Former Republican Congressman Tells Democrats How They Can Defeat the NRA
Former Congressman David Jolly. (CNN via Twitter.)

"Republicans are not going to do anything."

David Jolly, a former Republican Congressman says that if Americans want legitimate gun control legislation in the wake of Wednesday's mass shooting in Parkland, Florida, then they need to vote the GOP out of office.

“Republicans are not going to do anything on gun control,” Jolly told The Washington Post yesterday. "And history shows that.” He continued: “The idea of gun policy in the Republican party is to try to get a speaking slot at the NRA and prove to that constituency that you are further right than generations past on guns."


Then he offered some advice: “If this is the issue that defines your ideology as a voter, there are two things I would suggest tonight. First, flip the House. Flip the House. Republicans are not going to do a single thing after this shooting we saw today.”
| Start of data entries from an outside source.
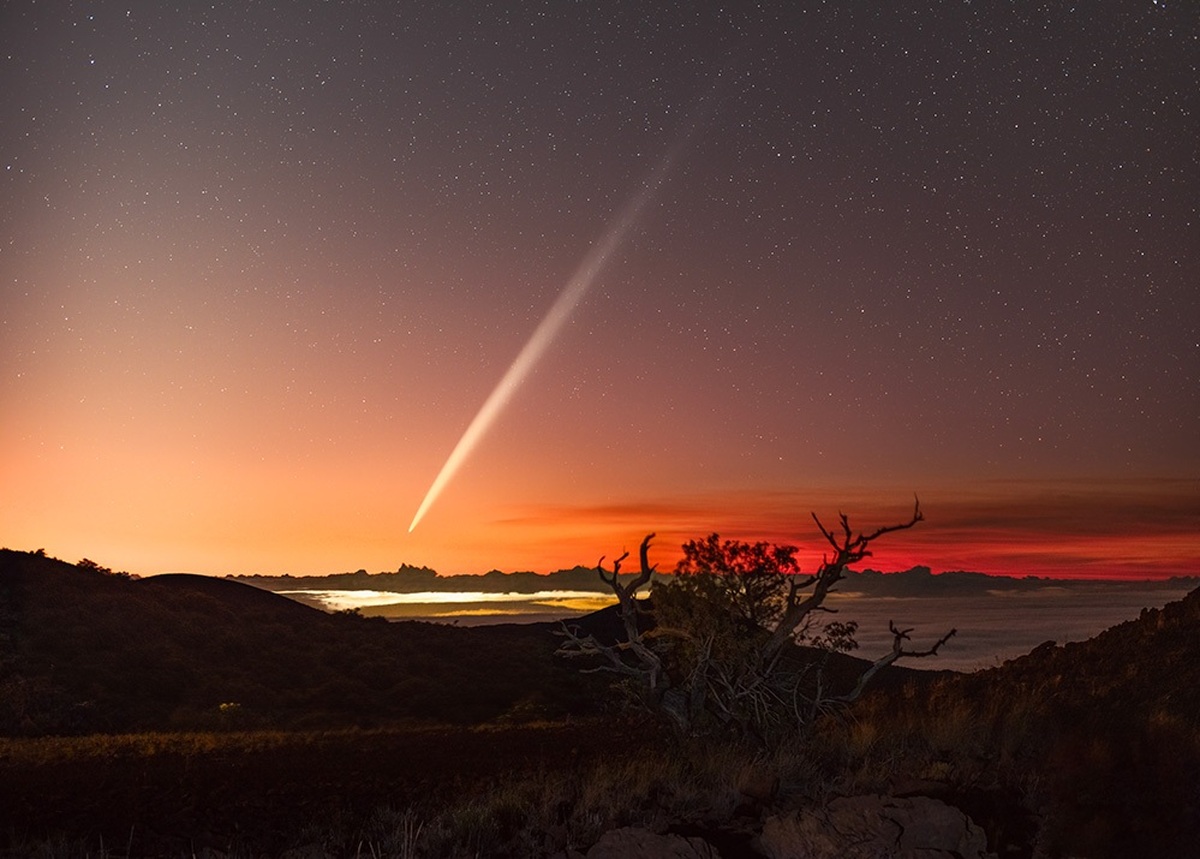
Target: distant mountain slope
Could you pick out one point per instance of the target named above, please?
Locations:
(1147, 667)
(412, 580)
(84, 650)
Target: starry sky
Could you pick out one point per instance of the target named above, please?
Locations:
(262, 264)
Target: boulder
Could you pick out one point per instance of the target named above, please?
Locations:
(875, 828)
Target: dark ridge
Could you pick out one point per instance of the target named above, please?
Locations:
(84, 650)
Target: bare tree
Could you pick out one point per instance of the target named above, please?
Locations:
(735, 662)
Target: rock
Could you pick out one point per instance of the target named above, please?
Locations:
(633, 842)
(875, 828)
(757, 784)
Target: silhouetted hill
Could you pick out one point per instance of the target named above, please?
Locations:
(87, 650)
(1144, 667)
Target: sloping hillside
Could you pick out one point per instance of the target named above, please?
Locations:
(85, 650)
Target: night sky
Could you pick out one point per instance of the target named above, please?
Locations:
(263, 263)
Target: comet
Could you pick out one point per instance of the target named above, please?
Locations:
(552, 323)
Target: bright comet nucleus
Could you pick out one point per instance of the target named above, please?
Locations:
(551, 324)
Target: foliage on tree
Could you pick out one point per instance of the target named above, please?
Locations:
(739, 637)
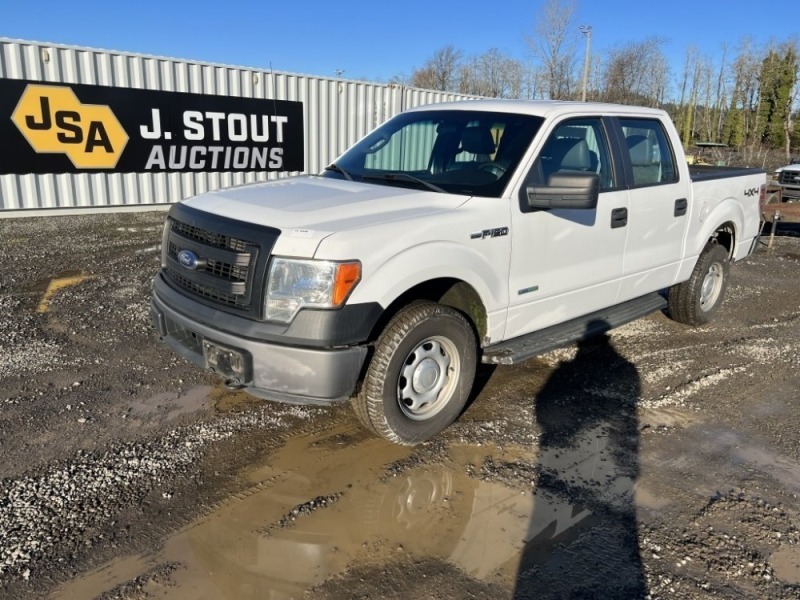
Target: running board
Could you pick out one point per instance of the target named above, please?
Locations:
(557, 336)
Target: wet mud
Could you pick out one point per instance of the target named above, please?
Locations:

Noting that Americans are “begging for leadership” as they wrangle with the nation's gun problem, he said that the unwillingness to compromise has placed both Republicans and Democrats in deadlock. “Democratic leadership have been the loudest voices on gun control but are really unwilling to consider compromise,” he said.

Jolly pointed to his own record while a member of Congress to illustrate his point. In 2016, he sponsored a bill restricting gun purchases for people on the FBI’s terrorist watch list. Attached to this bill was a measure for a due-process hearing if purchasers felt they were wrongly denied a firearm. He believed the bill had bipartisan support, but his efforts were stymied when Democratic leadership withdrew their support because elections were months away and they did not want to help pass Republican-drafted legislation. The issue remains unresolved.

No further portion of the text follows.